Let's suppose that $(a,b)\not R(c,d) \land (c,d)\not R(a,b)$.
$$(a,b)\not R(c,d) \land (c,d)\not R(a,b)$$
$$(a - c \not = b - d) \land (c - a \not = d - b)$$
$$(a - c \not = b - d) \land (a - c \not = b - d)$$
$$(a - c \not = b - d)$$
However, that is false, because clearly if you pass $(1,1)R(1,1)$, you would have $1 - 1 \not = 1 - 1$. Since this is a contradiction, our supposition is wrong, and therefore the relation is indeed total.
As you can observe, I require feedback for the antisymmetric and transitive proofs. Additionally the total proof is a bit fishy to me. What do you think?
For antisymmetry: Perhaps you are "stuck" because you can't establish antisymmetry. What you can do is show, by providing a counterexample, that antisymmetry fails:
E.g. Note that we have $\;(5, 4)\, R\, (3, 2)\;\land \;(3, 2) \,R \,(5, 4),\;$ but $\,(5, 4) \neq (3,2).\;$
For transitivity, you have:
Now we just need a little algebra, by isolating $c-d$ in each of the two equations above, and equating them. That way we can rid ourselves of both $c$ and $d$.
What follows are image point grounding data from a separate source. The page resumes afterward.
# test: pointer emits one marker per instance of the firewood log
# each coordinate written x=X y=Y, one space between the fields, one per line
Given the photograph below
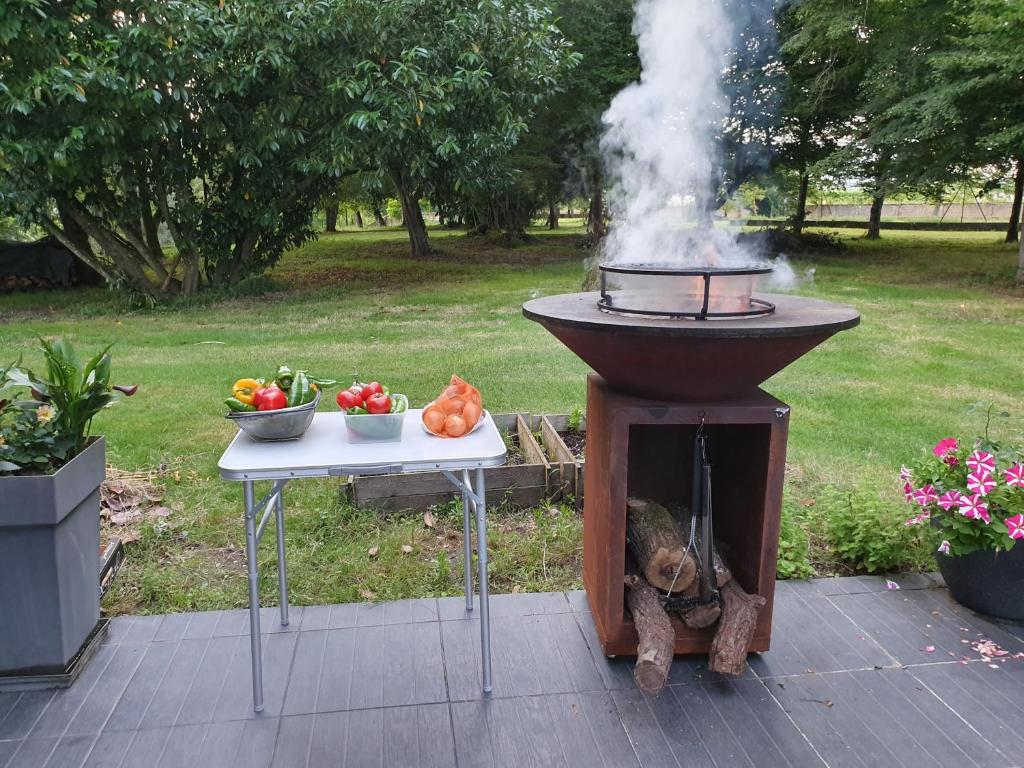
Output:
x=657 y=638
x=656 y=543
x=735 y=629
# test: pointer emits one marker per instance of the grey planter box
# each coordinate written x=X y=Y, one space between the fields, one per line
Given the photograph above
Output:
x=49 y=565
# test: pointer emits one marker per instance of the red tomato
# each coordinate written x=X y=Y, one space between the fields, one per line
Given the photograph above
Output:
x=347 y=398
x=379 y=403
x=372 y=388
x=270 y=398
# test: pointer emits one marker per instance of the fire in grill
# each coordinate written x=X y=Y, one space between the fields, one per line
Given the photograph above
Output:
x=664 y=290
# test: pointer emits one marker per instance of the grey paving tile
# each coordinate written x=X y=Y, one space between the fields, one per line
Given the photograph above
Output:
x=109 y=750
x=236 y=700
x=23 y=716
x=173 y=627
x=33 y=753
x=292 y=749
x=182 y=747
x=131 y=706
x=201 y=699
x=67 y=701
x=7 y=750
x=71 y=752
x=995 y=718
x=97 y=707
x=146 y=748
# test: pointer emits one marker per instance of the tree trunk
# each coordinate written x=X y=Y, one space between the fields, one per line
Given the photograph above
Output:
x=654 y=540
x=553 y=215
x=331 y=217
x=1015 y=211
x=735 y=630
x=412 y=216
x=875 y=221
x=657 y=638
x=801 y=216
x=595 y=216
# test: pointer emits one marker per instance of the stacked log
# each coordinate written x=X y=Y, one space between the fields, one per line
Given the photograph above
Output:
x=657 y=544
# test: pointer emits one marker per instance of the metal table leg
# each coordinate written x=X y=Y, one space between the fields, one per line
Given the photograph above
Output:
x=282 y=565
x=252 y=548
x=467 y=544
x=480 y=502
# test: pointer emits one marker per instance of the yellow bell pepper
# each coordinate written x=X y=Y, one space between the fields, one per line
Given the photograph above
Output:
x=245 y=390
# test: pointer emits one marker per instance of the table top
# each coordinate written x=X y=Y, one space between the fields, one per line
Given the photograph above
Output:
x=327 y=450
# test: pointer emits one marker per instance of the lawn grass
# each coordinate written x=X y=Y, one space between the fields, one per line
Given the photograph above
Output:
x=942 y=329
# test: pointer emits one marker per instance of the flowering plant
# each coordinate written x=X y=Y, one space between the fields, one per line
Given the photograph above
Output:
x=971 y=496
x=45 y=420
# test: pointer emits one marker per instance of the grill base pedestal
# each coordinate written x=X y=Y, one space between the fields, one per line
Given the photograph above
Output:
x=642 y=448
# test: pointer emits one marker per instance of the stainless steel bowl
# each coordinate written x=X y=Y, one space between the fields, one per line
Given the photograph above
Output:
x=284 y=424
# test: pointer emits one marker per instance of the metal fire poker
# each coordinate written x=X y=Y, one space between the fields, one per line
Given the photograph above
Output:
x=701 y=515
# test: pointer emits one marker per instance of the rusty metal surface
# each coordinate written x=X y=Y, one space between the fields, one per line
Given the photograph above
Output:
x=687 y=359
x=642 y=448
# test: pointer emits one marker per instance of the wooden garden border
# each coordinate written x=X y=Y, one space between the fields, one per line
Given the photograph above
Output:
x=521 y=485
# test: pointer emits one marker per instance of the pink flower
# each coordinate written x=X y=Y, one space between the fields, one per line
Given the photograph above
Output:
x=980 y=461
x=950 y=499
x=980 y=482
x=926 y=495
x=974 y=508
x=946 y=450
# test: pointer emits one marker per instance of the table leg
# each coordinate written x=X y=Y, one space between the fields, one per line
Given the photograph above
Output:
x=252 y=548
x=467 y=535
x=282 y=566
x=481 y=555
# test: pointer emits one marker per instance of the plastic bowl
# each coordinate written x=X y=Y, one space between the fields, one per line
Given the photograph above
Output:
x=375 y=426
x=284 y=424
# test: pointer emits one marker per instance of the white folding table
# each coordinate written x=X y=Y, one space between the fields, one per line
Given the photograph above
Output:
x=327 y=450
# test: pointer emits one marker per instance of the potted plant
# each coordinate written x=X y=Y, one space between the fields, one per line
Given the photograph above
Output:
x=50 y=473
x=972 y=498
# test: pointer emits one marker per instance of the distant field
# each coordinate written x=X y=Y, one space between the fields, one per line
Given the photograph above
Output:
x=942 y=329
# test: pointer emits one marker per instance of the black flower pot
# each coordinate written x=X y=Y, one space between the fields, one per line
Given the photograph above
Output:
x=987 y=582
We have $$(a - c = b - d \iff {\bf c - d = a - b})\; \land (c - e = d - f \iff {\bf c - d = e - f})$$
So $$\;a-b = e-f\; \iff \;a - e = b-f$$ Hence $(a, b) R (e, f)$, as desired.
For totality, consider the ordered pairs $(5, 4), \;(1, 4)$. Then $5 - 1 \neq 4 - 4$, and $1 - 5 \neq 4 - 4$. Hence we have a counterexample in which it is not the case that $(5, 4) R (1, 4)$, nor is it the case that $(1, 4) R (5, 4)$.